England and Manchester City forward Raheem Sterling has backed protests taking place across the UK, saying “the only disease right now is the racism that we are fighting”.
Thousands of people have taken part in Black Lives Matter marches in the UK, despite government warnings to avoid mass gatherings because of the threat of coronavirus.
“This is the most important thing at this moment in time because this is something that is happening for years and years,” Sterling, 25, said.
Large protests have been held in London, Bristol, Manchester, Wolverhampton, Nottingham, Glasgow and Edinburgh following the death of American George Floyd.
Floyd, 46, died while being arrested on 25 May in Minneapolis. The four officers involved have since been charged over the death, which sparked days of protests in the US and demonstrations across the world.
Speaking to the BBC’s Newsnight programme, Sterling said: “Just like the pandemic, we want to find a solution to stop it.

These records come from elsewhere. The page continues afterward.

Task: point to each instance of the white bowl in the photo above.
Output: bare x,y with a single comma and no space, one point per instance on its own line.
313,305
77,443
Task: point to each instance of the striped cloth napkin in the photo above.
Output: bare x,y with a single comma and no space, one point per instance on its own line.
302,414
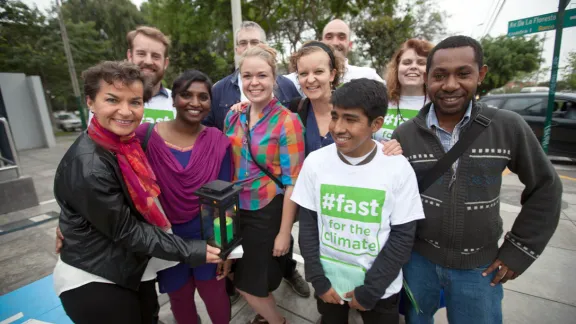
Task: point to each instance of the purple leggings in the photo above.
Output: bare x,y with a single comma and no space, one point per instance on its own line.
212,292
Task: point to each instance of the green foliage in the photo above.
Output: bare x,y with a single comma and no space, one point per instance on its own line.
506,57
570,74
32,44
200,31
113,19
201,35
382,29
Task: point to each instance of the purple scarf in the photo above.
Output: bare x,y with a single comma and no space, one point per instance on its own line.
178,184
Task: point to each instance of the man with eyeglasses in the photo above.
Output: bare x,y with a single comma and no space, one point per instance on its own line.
228,91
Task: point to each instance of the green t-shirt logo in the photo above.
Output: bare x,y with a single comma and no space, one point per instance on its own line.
157,115
393,120
351,218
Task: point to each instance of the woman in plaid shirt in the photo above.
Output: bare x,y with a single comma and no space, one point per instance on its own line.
267,160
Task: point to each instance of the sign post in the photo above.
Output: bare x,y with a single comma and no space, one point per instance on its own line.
554,74
556,20
540,23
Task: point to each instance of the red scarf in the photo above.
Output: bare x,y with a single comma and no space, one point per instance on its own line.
136,171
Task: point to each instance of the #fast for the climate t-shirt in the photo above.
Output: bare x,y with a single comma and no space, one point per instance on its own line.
398,113
159,108
356,206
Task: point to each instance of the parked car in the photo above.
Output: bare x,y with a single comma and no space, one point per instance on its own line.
68,122
532,106
534,89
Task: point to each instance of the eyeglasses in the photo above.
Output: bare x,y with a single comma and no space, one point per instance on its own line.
253,42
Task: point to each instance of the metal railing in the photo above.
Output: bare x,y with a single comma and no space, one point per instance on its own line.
7,164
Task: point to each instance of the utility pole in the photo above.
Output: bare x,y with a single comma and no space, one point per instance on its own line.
236,22
554,75
71,69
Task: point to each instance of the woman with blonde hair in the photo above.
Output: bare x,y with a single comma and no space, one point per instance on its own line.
405,82
268,152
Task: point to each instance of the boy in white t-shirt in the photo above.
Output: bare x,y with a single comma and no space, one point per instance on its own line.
358,212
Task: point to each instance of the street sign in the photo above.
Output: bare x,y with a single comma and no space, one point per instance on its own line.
540,23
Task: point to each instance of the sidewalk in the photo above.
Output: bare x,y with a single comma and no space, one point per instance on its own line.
546,293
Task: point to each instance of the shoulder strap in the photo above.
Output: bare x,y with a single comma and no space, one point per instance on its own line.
144,143
265,170
480,123
299,106
295,104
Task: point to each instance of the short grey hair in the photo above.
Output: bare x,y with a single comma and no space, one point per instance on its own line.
251,24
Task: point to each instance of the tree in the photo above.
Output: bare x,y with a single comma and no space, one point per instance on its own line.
20,26
383,29
570,71
32,44
113,19
506,57
200,32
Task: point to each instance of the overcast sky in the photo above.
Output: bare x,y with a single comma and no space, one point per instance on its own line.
469,17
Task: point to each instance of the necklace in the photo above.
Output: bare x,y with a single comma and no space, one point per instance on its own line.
367,160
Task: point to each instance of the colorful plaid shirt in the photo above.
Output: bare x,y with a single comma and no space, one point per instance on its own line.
277,144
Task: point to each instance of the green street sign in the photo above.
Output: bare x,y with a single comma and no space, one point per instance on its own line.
540,23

“At the same time, this is what all these protesters are doing. They are trying to find a solution and a way to stop the injustice they are seeing and they are fighting for their cause.

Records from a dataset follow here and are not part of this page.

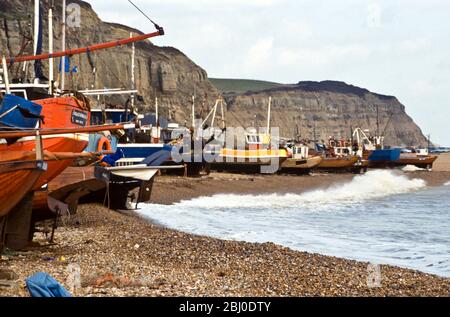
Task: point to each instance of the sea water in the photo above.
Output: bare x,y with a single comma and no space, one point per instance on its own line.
380,217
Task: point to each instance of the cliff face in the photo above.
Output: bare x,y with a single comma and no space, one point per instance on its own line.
328,108
324,109
160,71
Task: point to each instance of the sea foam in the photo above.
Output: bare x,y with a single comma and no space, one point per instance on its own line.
373,184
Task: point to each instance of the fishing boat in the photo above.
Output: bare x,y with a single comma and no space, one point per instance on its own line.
339,163
372,151
299,159
420,159
252,151
17,178
68,112
339,156
18,174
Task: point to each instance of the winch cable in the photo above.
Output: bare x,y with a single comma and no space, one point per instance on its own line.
148,18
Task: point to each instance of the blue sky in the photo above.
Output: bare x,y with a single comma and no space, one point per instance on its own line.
394,47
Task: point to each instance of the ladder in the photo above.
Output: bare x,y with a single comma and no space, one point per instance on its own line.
4,78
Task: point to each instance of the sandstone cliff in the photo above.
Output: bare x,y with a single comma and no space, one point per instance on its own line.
326,108
160,71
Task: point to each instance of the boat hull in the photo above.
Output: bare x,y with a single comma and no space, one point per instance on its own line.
251,161
338,163
69,143
16,180
64,192
418,161
302,164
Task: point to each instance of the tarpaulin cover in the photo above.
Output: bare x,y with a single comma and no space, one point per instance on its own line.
25,115
43,285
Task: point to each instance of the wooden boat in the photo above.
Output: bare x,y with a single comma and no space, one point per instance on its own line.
338,163
302,164
67,112
17,178
420,161
61,141
299,159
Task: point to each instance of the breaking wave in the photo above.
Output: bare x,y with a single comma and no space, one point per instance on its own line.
381,217
372,185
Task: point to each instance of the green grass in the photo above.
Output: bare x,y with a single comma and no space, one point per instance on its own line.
241,85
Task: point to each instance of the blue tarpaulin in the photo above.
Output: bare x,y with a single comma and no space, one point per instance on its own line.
66,64
43,285
19,112
113,158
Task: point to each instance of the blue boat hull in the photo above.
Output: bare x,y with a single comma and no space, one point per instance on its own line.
385,155
142,150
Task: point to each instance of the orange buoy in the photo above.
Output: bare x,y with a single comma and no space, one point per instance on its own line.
104,144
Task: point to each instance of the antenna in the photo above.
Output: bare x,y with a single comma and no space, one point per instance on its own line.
378,122
148,18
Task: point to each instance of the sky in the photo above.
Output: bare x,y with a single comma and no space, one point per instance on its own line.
392,47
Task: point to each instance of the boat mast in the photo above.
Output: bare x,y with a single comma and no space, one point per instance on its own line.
133,79
5,74
156,112
36,32
50,47
193,112
63,60
268,115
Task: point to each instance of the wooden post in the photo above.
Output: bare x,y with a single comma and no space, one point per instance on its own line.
5,74
51,76
268,115
63,60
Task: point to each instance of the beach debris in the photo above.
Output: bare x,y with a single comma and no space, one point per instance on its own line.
412,168
109,280
43,285
7,275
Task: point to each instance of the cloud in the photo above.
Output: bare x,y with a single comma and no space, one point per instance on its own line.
259,54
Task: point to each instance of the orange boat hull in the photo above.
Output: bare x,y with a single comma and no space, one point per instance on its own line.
338,163
16,180
61,112
53,144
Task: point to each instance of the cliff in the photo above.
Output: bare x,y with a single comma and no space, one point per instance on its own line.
160,71
324,109
321,108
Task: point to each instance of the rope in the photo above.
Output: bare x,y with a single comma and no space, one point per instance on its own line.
145,15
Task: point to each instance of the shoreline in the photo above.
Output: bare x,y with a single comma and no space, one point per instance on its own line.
127,255
171,190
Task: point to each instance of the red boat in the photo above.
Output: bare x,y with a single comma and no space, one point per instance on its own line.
62,112
17,178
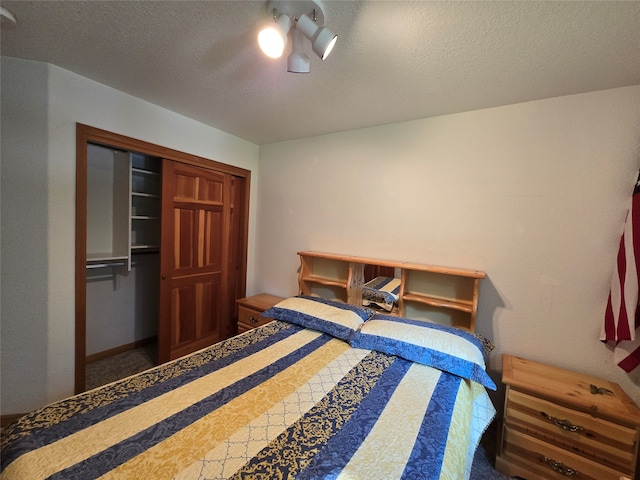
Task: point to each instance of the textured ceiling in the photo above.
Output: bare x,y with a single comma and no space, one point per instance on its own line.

“As long as they are doing it peacefully and safely and not hurting anybody and not breaking into any stores, they continue to protest in this peaceful way.”
Many sports people have spoken out in protest over Floyd’s death, with Sterling’s England team-mate Jadon Sancho making on-pitch statements in Germany’s Bundesliga.
Sterling, whose City side return to Premier League action on 17 June, has previously spoken of racist abuse he has suffered and the media’s portrayal of black players.
Asked whether speaking out makes his job as a footballer harder, he said: “First and foremost, I don’t really think about my job when things like this happen. I think about what is right.
“And at this moment in time, there’s only so much people can take. There’s only so much communities and other backgrounds can take – especially black people.
“It’s been going on for hundreds of years and people are tired and people are ready for change.
“I keep saying this word. I see a lot of people on social [media] supporting the cause. But this is something that needs more than just talking.
“We need to actually implement change and highlight the places that do need changes.
“But this is something that I myself will continue to do, and spark these debates and get people in my industry looking at themselves and thinking what they can do to give people an equal chance in this country.
“Hopefully other industries can do that, and everyday society and the system as well.”
Speak out if you feel the need – Archer
England pace bowler Jofra Archer says the events of the past week show “so many people around the world are behind equality”.
The 25-year-old was subjected to racist abuse by a spectator during the final day of the first-Test defeat by New Zealand in 2019.
“No longer will people just sit around quietly and let unjust things happen,” Archer wrote in his Daily Mail column.
“As an individual, I’ve always been one for speaking out, especially if something bothers you. My personal view is that you should never keep things bottled up, because racism is not OK.
“If you feel the need to speak out, you should do so. I accept that others might choose not to make it public and deal with things in their own way, but it is why I acted when I was verbally abused in New Zealand last year.”
The spectator responsible – a man from Auckland – was banned from attending international and domestic matches in the country for two years after admitting the abuse.